De acordo com Gilmar Prado, vice-presidente da Pan-American Federation of Neurological Societies (PAFNS), foi a confirmação de que o País tem lugar de honra na Neurologia internacional. “Do ponto de vista científico, ocupamos nosso espaço. O que precisamos agora é focar na atuação educacional, a fim de obter resultados ainda mais importantes”, opina.
Prado assevera ainda que o trabalho da ABN em conjunto com sociedades de especialidade internacionais, como a Association of British Neurologists, é um passo em busca desse objetivo: “Existem países na América Latina, na América do Sul e na América Central que demonstram interesse em fellowshipsno Brasil, tendo em vista a qualidade dos médicos e do serviço nacional. Incentivar a vinda desses colegas para cursos e treinamentos é uma forma de consolidar nossa Neurologia”.
Filiada à WFN, a ABN promove interação constante entre as nações por meio de campanhas, cursos, seminários, congressos e projetos colaborativos. Estes últimos estreitam laços entre os neurologistas e ainda promovem descobertas científicas essenciais, como o Registro Brasileiro de Doenças Neurológicas (REDONE.br) e estudos como o RESILIENT.
Trabalho dobrado
Ana Lucila Moreira, secretária-geral da International Society of Peripheral Neurophysiological Imaging (ISPNI), percebe o avanço brasileiro com animação, porém com algumas ressalvas, e desabafa: “Sinto que temos que produzir muito mais que os estrangeiros para sermos levados a sério”.
Neste momento de sua carreira, Ana Lucila se dedica intensamente a reuniões e eventos do ISPNI, com o intuito de fortalecer a ponte entre a Neurologia brasileira e a dos demais países. O resultado é que a ISPNI, antes muito voltada aos eixos estadunidense e europeu, passou a valorizar mais a América Latina também no que diz respeito à área de ultrassom neuromuscular. “Com mais acesso ao aprendizado aqui, nós projetaremos o País para o cenário internacional. Nosso objetivo é expor os brasileiros ao conhecimento e às novidades que já são rotina no resto do mundo”, destaca.
Caminho futuro
Mesmo com o cenário promissor, há ainda desafios para nossa Neurologia. Segundo Prado, um deles é trazer neurologistas do exterior para receber treinamentos: “Temos encontrado dificuldades em relação a problemas econômicos, políticos e burocráticos. Nossos serviços estão plenamente capacitados a receber neurologistas em forma de residência e fellowship, mas esbarramos em uma série de empecilhos”.

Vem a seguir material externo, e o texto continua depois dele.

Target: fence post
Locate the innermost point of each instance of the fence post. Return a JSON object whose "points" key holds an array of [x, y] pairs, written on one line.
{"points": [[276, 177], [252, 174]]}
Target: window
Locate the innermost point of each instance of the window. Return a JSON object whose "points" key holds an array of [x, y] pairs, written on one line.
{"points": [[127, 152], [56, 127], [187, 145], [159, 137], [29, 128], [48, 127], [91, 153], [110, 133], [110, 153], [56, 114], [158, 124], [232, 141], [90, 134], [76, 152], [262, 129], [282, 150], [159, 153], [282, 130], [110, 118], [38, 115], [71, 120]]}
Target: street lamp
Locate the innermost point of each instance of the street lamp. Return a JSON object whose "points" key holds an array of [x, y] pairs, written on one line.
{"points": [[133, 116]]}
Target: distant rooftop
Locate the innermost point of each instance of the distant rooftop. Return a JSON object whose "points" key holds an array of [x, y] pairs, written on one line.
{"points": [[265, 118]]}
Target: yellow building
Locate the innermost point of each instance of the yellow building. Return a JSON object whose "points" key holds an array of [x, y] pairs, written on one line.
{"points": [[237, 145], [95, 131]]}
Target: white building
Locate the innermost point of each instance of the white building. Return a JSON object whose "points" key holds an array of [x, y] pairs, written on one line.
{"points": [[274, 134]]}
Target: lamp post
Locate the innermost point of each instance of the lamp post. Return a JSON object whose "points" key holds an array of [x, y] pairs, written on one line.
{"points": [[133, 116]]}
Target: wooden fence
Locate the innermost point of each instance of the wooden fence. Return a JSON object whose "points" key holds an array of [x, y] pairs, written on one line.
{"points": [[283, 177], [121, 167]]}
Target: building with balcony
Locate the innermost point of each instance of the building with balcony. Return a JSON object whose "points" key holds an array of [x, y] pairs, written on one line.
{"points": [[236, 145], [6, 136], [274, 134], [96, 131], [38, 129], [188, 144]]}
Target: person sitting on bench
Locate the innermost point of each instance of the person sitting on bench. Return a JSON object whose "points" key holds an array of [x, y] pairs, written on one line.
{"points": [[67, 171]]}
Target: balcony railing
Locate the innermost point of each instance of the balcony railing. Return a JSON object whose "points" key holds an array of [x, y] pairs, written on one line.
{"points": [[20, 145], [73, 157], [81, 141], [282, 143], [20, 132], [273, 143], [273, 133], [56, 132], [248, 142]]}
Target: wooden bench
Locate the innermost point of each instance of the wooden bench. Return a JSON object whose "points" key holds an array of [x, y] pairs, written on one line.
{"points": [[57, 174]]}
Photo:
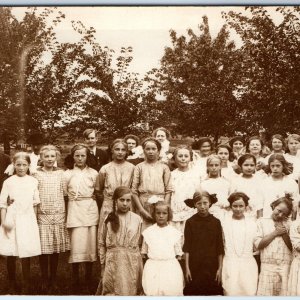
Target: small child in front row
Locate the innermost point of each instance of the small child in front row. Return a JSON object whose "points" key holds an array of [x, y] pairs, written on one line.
{"points": [[275, 247], [120, 257], [19, 232], [294, 276], [203, 248], [162, 274]]}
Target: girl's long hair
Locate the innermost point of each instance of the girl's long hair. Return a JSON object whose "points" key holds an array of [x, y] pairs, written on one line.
{"points": [[113, 217]]}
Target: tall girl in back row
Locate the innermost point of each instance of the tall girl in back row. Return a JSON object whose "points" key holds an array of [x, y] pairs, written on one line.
{"points": [[83, 215], [118, 172], [151, 177], [51, 215]]}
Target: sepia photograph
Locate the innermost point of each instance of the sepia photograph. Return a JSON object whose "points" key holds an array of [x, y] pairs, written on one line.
{"points": [[150, 150]]}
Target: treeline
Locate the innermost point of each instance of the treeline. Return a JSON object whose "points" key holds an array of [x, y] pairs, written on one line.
{"points": [[210, 86]]}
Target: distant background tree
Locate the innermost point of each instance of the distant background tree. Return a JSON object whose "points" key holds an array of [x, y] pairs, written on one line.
{"points": [[270, 89], [198, 77]]}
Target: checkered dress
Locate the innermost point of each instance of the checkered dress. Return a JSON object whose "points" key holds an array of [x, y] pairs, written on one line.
{"points": [[51, 212]]}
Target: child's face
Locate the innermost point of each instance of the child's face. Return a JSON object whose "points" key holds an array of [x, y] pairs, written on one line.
{"points": [[21, 166], [276, 168], [223, 153], [205, 149], [80, 158], [119, 152], [131, 143], [49, 158], [248, 167], [161, 215], [237, 146], [182, 158], [202, 206], [151, 151], [238, 208], [293, 146], [277, 145], [161, 136], [123, 203], [255, 147], [91, 140], [214, 168], [280, 212]]}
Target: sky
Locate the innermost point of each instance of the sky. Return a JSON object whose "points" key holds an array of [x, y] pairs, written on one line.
{"points": [[146, 29]]}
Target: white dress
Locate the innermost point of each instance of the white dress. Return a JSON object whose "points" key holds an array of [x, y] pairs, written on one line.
{"points": [[184, 186], [24, 238], [274, 189], [162, 275], [252, 187], [220, 187], [240, 272]]}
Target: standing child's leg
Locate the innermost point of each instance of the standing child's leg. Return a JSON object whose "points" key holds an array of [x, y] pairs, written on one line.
{"points": [[53, 269], [26, 274], [11, 270], [88, 274], [75, 276], [44, 270]]}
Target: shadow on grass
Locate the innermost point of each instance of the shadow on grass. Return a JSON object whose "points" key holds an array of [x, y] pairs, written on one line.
{"points": [[64, 276]]}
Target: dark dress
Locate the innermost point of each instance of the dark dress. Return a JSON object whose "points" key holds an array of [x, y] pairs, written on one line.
{"points": [[204, 243]]}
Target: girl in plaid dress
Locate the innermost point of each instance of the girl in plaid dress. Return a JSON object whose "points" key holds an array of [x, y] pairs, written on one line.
{"points": [[51, 215], [275, 247]]}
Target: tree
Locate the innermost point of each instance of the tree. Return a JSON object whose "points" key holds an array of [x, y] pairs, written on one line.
{"points": [[270, 88], [198, 76]]}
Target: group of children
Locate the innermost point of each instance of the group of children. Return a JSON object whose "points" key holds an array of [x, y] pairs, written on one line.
{"points": [[217, 224]]}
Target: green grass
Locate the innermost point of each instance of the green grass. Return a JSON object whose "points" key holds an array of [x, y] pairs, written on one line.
{"points": [[64, 275]]}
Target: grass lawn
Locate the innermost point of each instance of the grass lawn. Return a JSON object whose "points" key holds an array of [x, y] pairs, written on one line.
{"points": [[64, 274]]}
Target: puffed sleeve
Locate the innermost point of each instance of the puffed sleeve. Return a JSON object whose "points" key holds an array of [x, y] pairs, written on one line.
{"points": [[167, 180], [294, 234], [36, 194], [102, 243], [187, 237], [219, 235], [4, 195], [136, 180], [259, 233]]}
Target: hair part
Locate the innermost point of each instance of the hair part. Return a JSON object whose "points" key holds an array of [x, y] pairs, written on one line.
{"points": [[162, 203], [166, 131], [237, 196], [132, 137], [88, 131], [47, 148], [152, 140]]}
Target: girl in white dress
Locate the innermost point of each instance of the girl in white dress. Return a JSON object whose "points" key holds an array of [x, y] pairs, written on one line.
{"points": [[227, 166], [239, 272], [294, 276], [82, 214], [275, 247], [293, 144], [277, 184], [215, 184], [162, 275], [250, 184], [19, 232], [184, 183]]}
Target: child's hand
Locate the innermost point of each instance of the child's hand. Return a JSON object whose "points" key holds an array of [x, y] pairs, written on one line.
{"points": [[10, 201], [147, 216], [188, 275], [219, 276], [280, 229]]}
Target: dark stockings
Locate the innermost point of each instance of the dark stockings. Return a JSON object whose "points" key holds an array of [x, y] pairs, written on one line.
{"points": [[49, 261]]}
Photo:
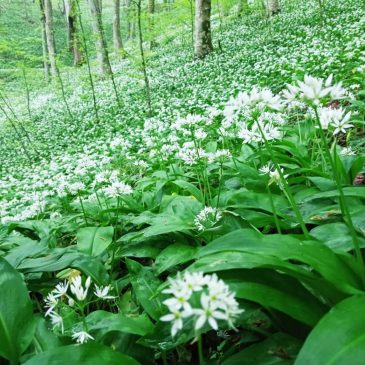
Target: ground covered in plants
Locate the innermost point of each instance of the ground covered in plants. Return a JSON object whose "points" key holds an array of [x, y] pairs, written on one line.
{"points": [[225, 227]]}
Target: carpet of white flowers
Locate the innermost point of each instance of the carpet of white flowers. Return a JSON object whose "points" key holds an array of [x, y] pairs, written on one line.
{"points": [[225, 225]]}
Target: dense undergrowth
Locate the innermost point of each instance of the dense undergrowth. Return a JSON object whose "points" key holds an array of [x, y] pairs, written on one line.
{"points": [[234, 173]]}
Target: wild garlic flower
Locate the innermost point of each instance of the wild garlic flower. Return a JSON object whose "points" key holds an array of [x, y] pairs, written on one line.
{"points": [[57, 321], [341, 125], [347, 151], [273, 173], [314, 90], [60, 289], [82, 337], [117, 188], [206, 298], [337, 118], [77, 289], [103, 292], [219, 155], [51, 302], [207, 218]]}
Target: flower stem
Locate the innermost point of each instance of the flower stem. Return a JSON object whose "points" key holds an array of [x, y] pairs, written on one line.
{"points": [[200, 350], [344, 209], [83, 209], [286, 187], [276, 220]]}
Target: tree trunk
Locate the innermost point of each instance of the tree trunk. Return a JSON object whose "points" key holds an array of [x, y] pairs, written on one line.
{"points": [[46, 64], [100, 44], [50, 36], [117, 38], [242, 7], [272, 7], [151, 12], [203, 35], [72, 34]]}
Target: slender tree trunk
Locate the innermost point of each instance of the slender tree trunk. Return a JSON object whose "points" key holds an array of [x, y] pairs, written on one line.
{"points": [[242, 7], [151, 23], [46, 64], [50, 36], [272, 7], [203, 35], [117, 38], [101, 49], [131, 18], [72, 34], [144, 67]]}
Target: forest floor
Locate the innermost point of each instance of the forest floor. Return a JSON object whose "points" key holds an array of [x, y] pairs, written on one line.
{"points": [[228, 153]]}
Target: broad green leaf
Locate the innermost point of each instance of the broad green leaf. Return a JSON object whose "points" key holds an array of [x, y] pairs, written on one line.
{"points": [[90, 353], [192, 189], [278, 291], [59, 259], [337, 236], [285, 301], [350, 191], [150, 248], [278, 349], [17, 323], [145, 286], [103, 322], [44, 339], [231, 260], [244, 199], [173, 255], [94, 240], [287, 248], [339, 337]]}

Aliás, a falta de incentivo é um exemplo, uma vez que os profissionais voltados à pesquisa e à assistência se veem obrigados a dobrar as jornadas para dar conta de tudo.

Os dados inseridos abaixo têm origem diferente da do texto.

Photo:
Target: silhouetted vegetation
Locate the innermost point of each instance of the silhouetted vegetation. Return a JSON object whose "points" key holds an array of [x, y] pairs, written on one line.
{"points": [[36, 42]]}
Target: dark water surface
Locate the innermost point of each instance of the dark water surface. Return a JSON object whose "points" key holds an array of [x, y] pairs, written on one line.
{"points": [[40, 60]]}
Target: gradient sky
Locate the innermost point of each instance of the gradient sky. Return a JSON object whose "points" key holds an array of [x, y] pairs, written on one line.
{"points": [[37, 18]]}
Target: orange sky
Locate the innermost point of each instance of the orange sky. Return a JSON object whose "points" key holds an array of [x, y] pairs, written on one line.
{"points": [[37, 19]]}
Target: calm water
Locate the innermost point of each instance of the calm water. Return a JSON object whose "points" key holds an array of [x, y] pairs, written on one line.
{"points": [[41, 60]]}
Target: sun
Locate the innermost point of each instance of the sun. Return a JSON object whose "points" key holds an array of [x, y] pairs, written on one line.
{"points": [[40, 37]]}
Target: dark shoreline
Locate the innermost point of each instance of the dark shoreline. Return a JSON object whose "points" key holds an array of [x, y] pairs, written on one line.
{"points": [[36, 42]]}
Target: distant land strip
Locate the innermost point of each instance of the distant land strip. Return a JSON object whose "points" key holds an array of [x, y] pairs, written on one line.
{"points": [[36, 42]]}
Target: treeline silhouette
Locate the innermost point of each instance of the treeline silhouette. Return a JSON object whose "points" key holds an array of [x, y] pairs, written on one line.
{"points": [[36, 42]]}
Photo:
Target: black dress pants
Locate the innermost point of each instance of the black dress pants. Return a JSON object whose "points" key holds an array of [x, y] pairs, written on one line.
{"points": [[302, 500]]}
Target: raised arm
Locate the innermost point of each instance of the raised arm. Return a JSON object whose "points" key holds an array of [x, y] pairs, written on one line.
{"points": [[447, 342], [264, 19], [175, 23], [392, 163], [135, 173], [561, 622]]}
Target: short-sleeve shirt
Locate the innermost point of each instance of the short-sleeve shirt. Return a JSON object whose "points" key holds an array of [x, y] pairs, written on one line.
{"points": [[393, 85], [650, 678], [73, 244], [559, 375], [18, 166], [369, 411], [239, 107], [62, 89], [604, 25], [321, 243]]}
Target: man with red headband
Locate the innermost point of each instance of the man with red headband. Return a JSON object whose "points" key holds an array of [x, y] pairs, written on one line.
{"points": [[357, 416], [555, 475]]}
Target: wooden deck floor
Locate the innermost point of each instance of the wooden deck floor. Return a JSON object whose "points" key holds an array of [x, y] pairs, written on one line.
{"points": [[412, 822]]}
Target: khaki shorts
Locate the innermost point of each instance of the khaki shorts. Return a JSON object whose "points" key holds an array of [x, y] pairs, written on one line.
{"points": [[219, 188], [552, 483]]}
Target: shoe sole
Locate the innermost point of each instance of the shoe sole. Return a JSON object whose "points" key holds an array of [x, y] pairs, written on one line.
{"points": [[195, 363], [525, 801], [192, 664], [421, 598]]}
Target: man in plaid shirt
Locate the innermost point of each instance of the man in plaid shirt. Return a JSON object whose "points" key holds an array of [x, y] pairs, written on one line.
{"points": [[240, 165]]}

Sheila destaca que, enquanto grandes centros internacionais disponibilizam horário reservado para os profissionais realizarem seus estudos, os pesquisadores brasileiros têm de fazê-los à noite ou aos finais de semana. “É um aspecto que precisa melhorar para que possamos aumentar a produção nacional. Hoje, nós conseguimos, à custa de enorme esforço, dedicação pessoal e tempo extra. Precisamos de um sistema educacional que nos proteja”, conclui a próxima presidente da WSO.